EDITOR'S NOTE: Information contained in the Police Report is obtained from reports filed by the Pecos Police Department, Reeves County Sheriff's Office, or other officers of those agencies. The serving of warrants by an officer for outstanding fines of either traffic citations, animal control violations or other court costs are considered arrests and will be printed as such unless indicated that the fines were paid. In such instances we will indicate payment and release.


Joe Arthur Salas, 25, was arrested on a warrant for a motion to revoke probation on an original charge of driving while intoxicated on Nov. 3, at 12:06 p.m., during a traffic stop at the intersection of Eighth and Pecan streets.


Joe Angel Hernadez Jr, 17 was arrested on a warrant for a motion to adjudicate guilt on a tampering with evidence charge and attempt to escape during warrant service on Nov. 3, at 1:22 p.m.


Cinthia Ybarra, 21, was arrested on a warrant for assault, a class C misdemeanor, on Nov. 3, at 9:00 p.m., in the 1000 block of North Cedar Street.


Jeffery Patino, 25, was arrested two warrants: speeding in a school zone and no proof of liability insurance on Nov. 4, at 6:25 p.m., in the 100 block of North Pecan Street.


Amy Salgado, 21, was arrested on a warrant for theft by check on Nov. 4, at 7:54 p.m., in the 100 block of East Third Street.


Omar Medina, 47, was arrested on a warrant for forgery, a 3rd degree felony, on Nov 4, at 9:48 p.m., at the intersection of Third and Palm streets


Mike Palomino, 45, was arrested for public intoxication and on a warrant for skipping bail on a secured bond on Nov 4, at 10:35 p.m.


Maryann Gochicoa, 27, was arrested for possession of a controlled substance, cocaine, on Nov 12, at 6:55 p.m., during warrant execution at her residence on Daggett Street.


Matiniano Agurrie, 30 was arrested on a warrant for aggravated assault, under the Family Violence Act, on Nov. 13, at 1:36 a.m., in the 900 block of South Elm Street.


Rafael Romo, 50, was arrested for driving on a suspended license on Nov. 12, at 9:42 a.m., at mile maker 42 on Interstate 20.

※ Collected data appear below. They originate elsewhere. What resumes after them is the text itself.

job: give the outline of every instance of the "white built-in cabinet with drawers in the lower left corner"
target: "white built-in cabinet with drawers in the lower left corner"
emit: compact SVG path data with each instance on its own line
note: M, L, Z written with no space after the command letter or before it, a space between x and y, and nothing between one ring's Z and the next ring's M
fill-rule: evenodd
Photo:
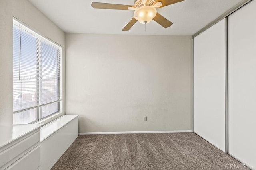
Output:
M0 125L0 170L40 169L40 127Z

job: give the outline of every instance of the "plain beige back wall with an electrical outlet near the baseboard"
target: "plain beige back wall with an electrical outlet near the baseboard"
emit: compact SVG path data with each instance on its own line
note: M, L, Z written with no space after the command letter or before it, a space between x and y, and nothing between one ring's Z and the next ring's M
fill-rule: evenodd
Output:
M66 34L79 132L191 130L191 94L190 36Z

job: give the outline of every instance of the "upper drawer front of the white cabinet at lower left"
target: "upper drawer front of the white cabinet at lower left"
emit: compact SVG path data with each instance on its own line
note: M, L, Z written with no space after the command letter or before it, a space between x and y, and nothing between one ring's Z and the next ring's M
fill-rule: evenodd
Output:
M7 164L8 162L12 161L16 161L17 159L19 159L22 155L22 153L26 150L29 151L29 149L32 149L32 146L35 145L36 143L38 143L40 141L40 131L34 133L33 135L23 139L22 141L12 145L9 148L7 148L6 150L2 151L0 153L0 167L4 166L5 164ZM28 152L26 151L26 152ZM26 152L24 152L23 154L25 154ZM21 155L20 155L21 154ZM16 156L19 156L17 157ZM10 162L11 164L12 162Z

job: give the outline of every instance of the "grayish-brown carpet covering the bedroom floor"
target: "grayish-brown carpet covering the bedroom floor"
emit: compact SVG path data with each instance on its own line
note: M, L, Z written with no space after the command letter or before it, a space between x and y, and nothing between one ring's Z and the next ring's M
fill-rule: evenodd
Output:
M194 133L79 135L52 170L226 170L226 164L241 163Z

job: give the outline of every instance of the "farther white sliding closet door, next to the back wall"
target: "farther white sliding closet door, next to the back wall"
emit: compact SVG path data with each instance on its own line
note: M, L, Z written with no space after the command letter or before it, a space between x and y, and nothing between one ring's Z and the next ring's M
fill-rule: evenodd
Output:
M225 20L194 38L194 132L225 151Z

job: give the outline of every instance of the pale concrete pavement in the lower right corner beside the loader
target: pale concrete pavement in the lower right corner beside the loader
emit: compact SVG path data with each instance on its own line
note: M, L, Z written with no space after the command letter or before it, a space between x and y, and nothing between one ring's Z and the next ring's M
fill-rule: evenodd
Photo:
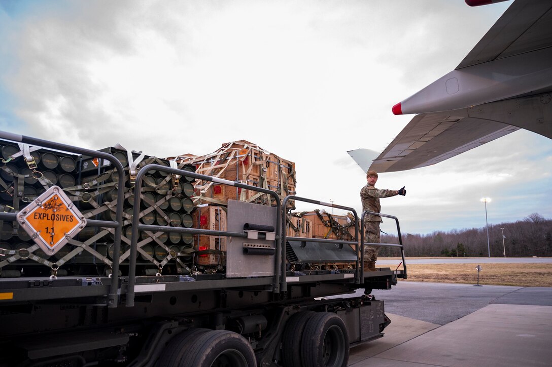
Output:
M490 304L443 326L388 316L385 336L352 348L349 366L552 365L552 306Z

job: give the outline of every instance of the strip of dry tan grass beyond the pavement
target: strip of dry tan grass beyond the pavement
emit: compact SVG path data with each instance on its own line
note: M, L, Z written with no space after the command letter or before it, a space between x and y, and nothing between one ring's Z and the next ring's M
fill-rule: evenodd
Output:
M477 284L476 263L408 265L407 261L406 264L408 279L399 279L400 281ZM529 263L481 264L479 284L552 287L552 266Z

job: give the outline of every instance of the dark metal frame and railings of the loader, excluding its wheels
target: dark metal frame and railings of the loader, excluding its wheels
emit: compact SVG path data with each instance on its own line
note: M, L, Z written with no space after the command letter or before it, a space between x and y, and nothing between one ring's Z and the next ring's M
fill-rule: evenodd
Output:
M108 160L119 172L118 187L123 187L124 168L114 156L108 153L6 132L0 132L0 138ZM136 276L136 241L139 230L178 231L226 236L227 238L247 238L248 236L245 231L230 232L140 224L137 221L137 211L141 198L136 193L140 193L144 175L151 170L213 181L272 196L276 202L274 210L277 213L274 226L274 274L272 276L237 278L226 278L225 274L219 273L188 276L163 276L161 274L158 276ZM240 324L240 327L247 329L251 336L258 333L258 340L249 337L256 350L258 365L277 365L274 364L274 361L282 358L282 351L278 349L278 346L285 331L285 324L298 312L314 310L343 314L348 312L352 306L359 310L362 310L362 307L368 310L370 306L370 300L364 298L325 300L315 300L315 298L352 294L358 288L365 288L365 294L369 294L371 289L390 289L391 285L396 284L397 277L406 278L406 266L402 271L383 269L377 274L374 272L364 274L363 258L360 256L363 251L364 236L363 233L360 233L359 249L358 217L353 208L296 196L288 196L280 204L278 194L272 190L156 164L142 167L136 174L135 182L133 217L135 219L132 223L128 276L119 274L123 195L118 195L115 221L90 219L87 223L88 226L115 229L112 275L109 277L67 276L0 279L0 320L6 321L2 323L0 345L14 349L19 348L26 353L30 360L50 361L55 360L58 355L70 355L71 358L75 358L75 365L79 365L84 360L80 353L95 353L99 349L114 353L112 349L115 349L116 355L124 355L127 349L131 350L132 346L139 346L137 350L134 347L134 350L130 351L129 355L134 360L129 365L154 365L160 355L166 353L158 346L168 344L174 334L196 327L209 327L214 330L231 329L236 323L242 322L243 325ZM285 213L282 208L286 208L286 203L290 199L344 209L354 214L355 220L357 220L355 241L309 239L309 241L321 244L354 245L357 256L354 269L339 271L314 269L309 273L298 274L286 268L284 245L286 236L283 228ZM364 215L365 213L363 213L362 219ZM394 218L397 229L399 229L399 222L395 217L379 215ZM0 218L15 220L15 214L0 213ZM399 239L401 240L400 231ZM402 241L398 245L377 245L400 247L404 263ZM12 251L14 252L6 255L17 256L17 250ZM178 256L177 253L173 255L174 257ZM374 300L372 303L374 307L379 307L383 314L383 302ZM123 305L124 307L121 307ZM258 315L255 312L273 317L272 325L265 325L267 330L261 330L257 324L254 327L251 326L252 322L257 322L255 316ZM363 322L362 311L359 312L355 316L356 319L353 318L353 323ZM45 319L49 320L43 326L41 322ZM73 319L75 320L73 321ZM383 336L382 325L385 327L389 322L387 319L385 322L383 319L378 322L379 328L376 325L375 331L371 333L352 334L353 338L349 337L348 339L351 340L349 345L353 346ZM358 325L355 327L358 328ZM262 337L261 331L263 331ZM138 339L139 341L133 343ZM95 342L91 343L91 340ZM95 360L94 358L98 357L90 358ZM112 360L118 363L128 362L129 360L125 358L114 357ZM29 365L43 364L38 362L38 364ZM4 366L2 358L0 358L0 366Z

Ciro Baltierra Ortiz, 54, was arrested on a warrant for a motion to adjudicate guilt on Nov. 12, at 4:42 p.m., while at the adult probation office.

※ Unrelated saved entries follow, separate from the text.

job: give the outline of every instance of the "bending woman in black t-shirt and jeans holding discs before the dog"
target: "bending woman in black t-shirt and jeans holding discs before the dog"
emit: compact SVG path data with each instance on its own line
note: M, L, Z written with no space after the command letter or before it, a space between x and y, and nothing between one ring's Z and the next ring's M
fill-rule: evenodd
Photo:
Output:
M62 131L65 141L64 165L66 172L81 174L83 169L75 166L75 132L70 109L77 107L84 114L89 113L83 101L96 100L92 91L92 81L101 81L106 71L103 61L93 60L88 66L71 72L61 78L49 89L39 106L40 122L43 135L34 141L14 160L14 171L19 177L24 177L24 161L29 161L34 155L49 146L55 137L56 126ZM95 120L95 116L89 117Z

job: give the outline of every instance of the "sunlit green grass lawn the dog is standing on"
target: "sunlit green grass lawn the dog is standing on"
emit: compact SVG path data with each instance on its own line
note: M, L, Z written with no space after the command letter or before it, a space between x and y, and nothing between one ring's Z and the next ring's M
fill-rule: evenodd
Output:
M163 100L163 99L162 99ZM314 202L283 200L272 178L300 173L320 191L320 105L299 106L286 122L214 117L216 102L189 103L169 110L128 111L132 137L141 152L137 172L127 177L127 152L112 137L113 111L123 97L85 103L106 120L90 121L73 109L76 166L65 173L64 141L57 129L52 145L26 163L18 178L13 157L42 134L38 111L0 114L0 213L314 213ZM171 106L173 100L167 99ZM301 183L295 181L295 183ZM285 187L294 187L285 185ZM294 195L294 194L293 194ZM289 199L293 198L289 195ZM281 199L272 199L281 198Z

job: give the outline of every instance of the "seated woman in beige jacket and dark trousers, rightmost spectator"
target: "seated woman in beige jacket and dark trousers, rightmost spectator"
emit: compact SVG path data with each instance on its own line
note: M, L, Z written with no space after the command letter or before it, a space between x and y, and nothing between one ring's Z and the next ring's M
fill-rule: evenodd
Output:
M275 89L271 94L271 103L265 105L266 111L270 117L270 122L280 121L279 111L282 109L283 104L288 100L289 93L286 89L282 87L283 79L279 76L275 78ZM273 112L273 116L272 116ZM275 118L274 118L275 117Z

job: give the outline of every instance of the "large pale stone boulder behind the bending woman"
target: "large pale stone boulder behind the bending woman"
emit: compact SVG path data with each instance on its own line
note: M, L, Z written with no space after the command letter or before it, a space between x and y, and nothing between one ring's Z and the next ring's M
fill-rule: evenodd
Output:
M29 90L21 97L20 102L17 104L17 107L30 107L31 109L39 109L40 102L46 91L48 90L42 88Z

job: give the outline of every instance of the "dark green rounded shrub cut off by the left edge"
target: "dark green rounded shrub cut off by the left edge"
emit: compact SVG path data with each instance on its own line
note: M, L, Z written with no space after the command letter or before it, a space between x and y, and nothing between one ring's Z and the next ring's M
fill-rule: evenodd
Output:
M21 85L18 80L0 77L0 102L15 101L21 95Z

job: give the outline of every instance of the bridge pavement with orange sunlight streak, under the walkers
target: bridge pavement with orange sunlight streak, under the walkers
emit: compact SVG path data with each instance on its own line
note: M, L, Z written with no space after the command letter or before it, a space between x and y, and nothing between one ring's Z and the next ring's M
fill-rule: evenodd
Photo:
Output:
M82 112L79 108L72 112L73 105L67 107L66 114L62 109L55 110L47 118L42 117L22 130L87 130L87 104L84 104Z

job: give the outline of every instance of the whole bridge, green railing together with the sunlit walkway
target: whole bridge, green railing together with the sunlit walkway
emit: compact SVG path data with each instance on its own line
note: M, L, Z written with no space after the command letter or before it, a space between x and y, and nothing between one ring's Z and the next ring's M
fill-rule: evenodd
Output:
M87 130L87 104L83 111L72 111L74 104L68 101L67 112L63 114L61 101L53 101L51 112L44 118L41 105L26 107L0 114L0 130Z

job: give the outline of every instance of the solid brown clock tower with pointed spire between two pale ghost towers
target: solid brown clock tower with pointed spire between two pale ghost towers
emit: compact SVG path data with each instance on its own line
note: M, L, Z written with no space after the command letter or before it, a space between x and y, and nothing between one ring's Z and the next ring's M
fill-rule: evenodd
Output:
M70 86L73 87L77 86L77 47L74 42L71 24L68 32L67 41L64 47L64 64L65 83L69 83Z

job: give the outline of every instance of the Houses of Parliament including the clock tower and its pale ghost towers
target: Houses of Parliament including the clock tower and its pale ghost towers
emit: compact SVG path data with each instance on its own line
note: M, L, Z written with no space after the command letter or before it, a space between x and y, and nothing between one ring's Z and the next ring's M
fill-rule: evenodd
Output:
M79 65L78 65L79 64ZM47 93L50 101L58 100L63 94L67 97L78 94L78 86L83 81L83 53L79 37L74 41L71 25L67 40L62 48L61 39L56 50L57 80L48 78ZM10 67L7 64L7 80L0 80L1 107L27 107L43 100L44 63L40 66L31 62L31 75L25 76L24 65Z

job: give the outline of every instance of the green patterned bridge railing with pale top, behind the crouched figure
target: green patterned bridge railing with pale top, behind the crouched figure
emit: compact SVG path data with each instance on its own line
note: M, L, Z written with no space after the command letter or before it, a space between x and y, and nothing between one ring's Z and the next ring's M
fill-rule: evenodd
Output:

Gilberto Palomino Jr., 46, was arrested for driving while under the influence on Nov. 11, at 9:12 p.m., at the Riverside Ballroom.


Roxanne Ontiveros, 25, was arrested on two warrants: speeding (52 in a 35 mph zone) and violation of a promise to appear, on Nov. 10, at 7:36 p.m., in the 800 block of South Eddy Street.


Carlos Rodriguez Jr., 21, was arrested on a DPS warrant out of Ozona on Nov. 10, at 8:00 p.m., in the 700 block of South Eddy Stret.


Manuel Ramirez, 48, was arrested for failure to identify and burglary of a habitation with intent to commit sexual assault, a 1st degree felony, on Nov. 9, at 7:58 p.m., in the 2200 block of South Eddy Street.


Cinthia Ybarra, 21, was arrested for public intoxication on Nov. 9, at 7:26 a.m., in the 500 block of South Palm Street.


Juan Vasquez, 22, was arrested for failure to identify and on a warrant for a conditional release violation on Nov. 6, at 4:20 p.m., in the 1600 block of Johnson Street.


Gerado Gutierrez,31, was arrested for assault under the Family Violence Act, a class C misdemeanor, on Nov. 7, at 1:56 a.m., in the 200 block of North Cedar Street.